Yesterday was a culmination of years of preparation when the National Science Foundation visited MIT. The NSF is a branch of the US CyberInfrastructure Department, and their team is in the final phases of evaluating grant requests as part of their DataNet initiative.
The NSF will grant five awards of $20 million apiece (spread over five years) for proposals that target the following vision:
Chapter 3 (Data, Data Analysis, and Visualization) of NSF’s Cyberinfrastructure Vision for 21st Century Discovery presents a vision in which “science and engineering digital data are routinely deposited in well-documented form, are regularly and easily consulted and analyzed by specialists and non-specialists alike, are openly accessible while suitably protected, and are reliably preserved.” The goal of this solicitation is to catalyze the development of a system of science and engineering data collections that is open, extensible and evolvable.
Stuart Madnick and MacKenzie Smith of MIT have pulled together a proposal called DataSpace. They've also gathered together a team of of participants (should the proposal be funded). More information about the motivation behind DataSpace can be found by reading Dr. Madnick's interview with On Magazine.
The full-day session was put together by Stuart and MacKenzie.
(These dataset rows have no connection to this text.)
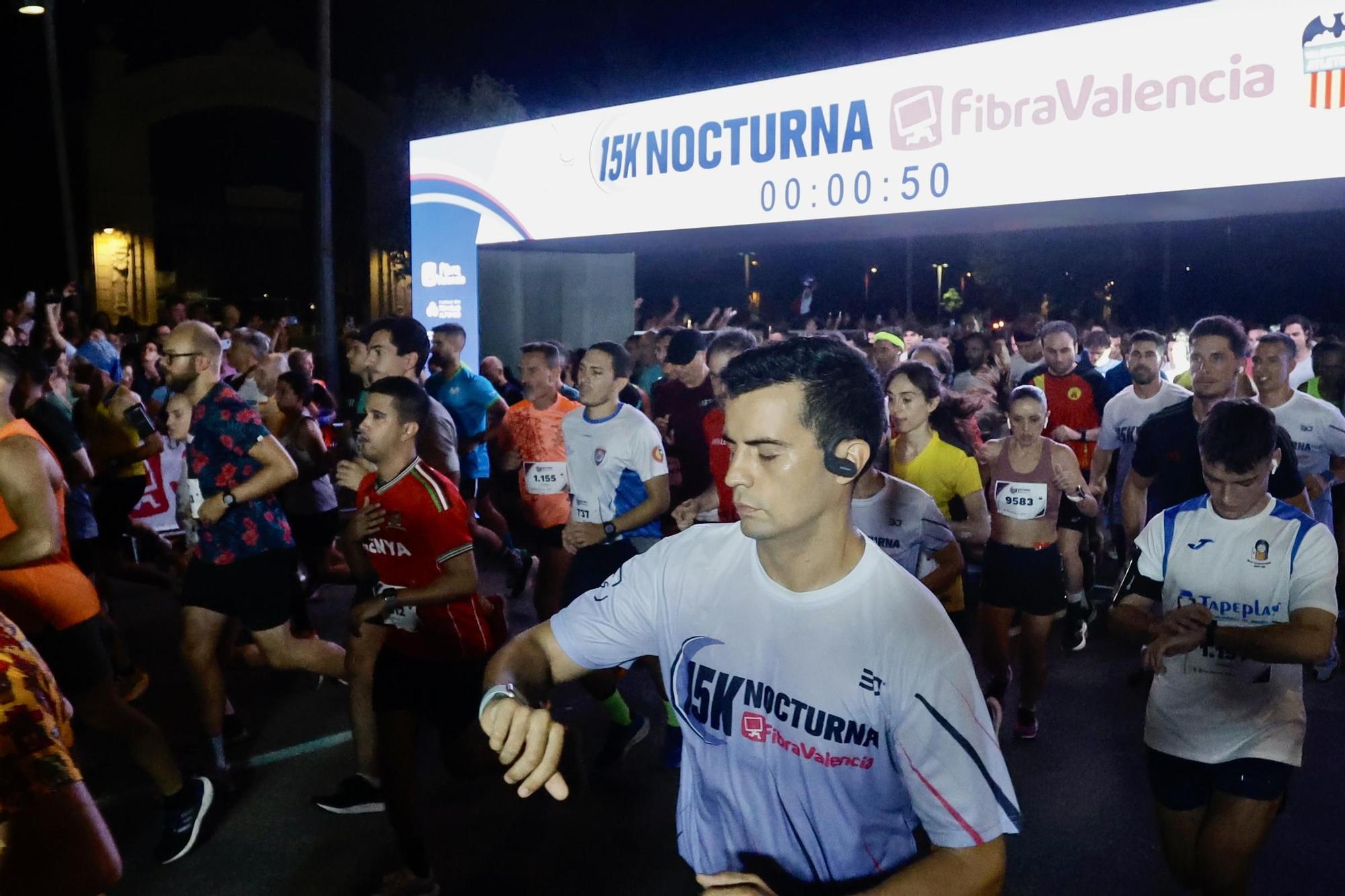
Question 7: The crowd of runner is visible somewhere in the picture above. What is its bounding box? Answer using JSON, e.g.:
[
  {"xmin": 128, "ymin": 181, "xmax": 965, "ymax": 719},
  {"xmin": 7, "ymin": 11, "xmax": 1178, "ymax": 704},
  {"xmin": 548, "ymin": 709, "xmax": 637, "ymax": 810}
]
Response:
[{"xmin": 0, "ymin": 288, "xmax": 1345, "ymax": 896}]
Having never participated in a grant process before I found it quite interesting to experience the flow of the meeting. In general, most of the DataSpace presenters fell into the following categories:
- Scientists: the DataSpace project would initially target neuroscience and oceanography.
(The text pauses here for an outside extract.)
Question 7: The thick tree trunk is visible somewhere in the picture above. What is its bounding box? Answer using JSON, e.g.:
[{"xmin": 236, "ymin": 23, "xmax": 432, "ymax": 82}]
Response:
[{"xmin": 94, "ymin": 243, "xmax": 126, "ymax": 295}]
- Digital Curators: Curators from Oregon State, Georgia Tech, Rice, and MIT discussed issues and solutions for the management of digital scientific data.
- Industry: Google, HP, Microsoft, and EMC described technologies and research directions that are applicable to DataSpace.
- Software: several team members presented software technologies and open source tools that were applicable to DataSpace.
- Program management: MIT staff discussed how the project (and therefore the grant money) would be managed.
The meeting ran for about ten hours, and I spoke for 5 minutes. In general my presentation stated that EMC has a set of technologies that are applicable to DataSpace and could contribute people, equipment, and lab space to the effort. If you pick apart the NSF quote there are a set of technologies that map quite nicely:
- "science and engineering digital data are routinely deposited in well-documented form". The term "well-documented" implies metadata, and object-based storage systems would provide strong binding between scientific content and metadata.
- "are openly accessible". If object-based access methods are used, the XAM standard is an open standard for access.
- "while suitably protected". In addition to protection capabilities like parity, mirroring, backup, remote copy, etc., time-stamping and content addressing can provide extra levels of protection and authentication.
- "and are reliably preserved". Data preservation is a key part of XAM, given that it has built-in support for migration over multiple generations of technology. EMC is also doing research on data provenance and long-term preservation; these research directions have a strong overlap with DataSpace.
The presentation to the NSF had a great mix of vision, people and technologies. I'm pleased to have my name on the proposal. These technologies are right up my alley, and it would be a privilege to work with such a diverse and talented team.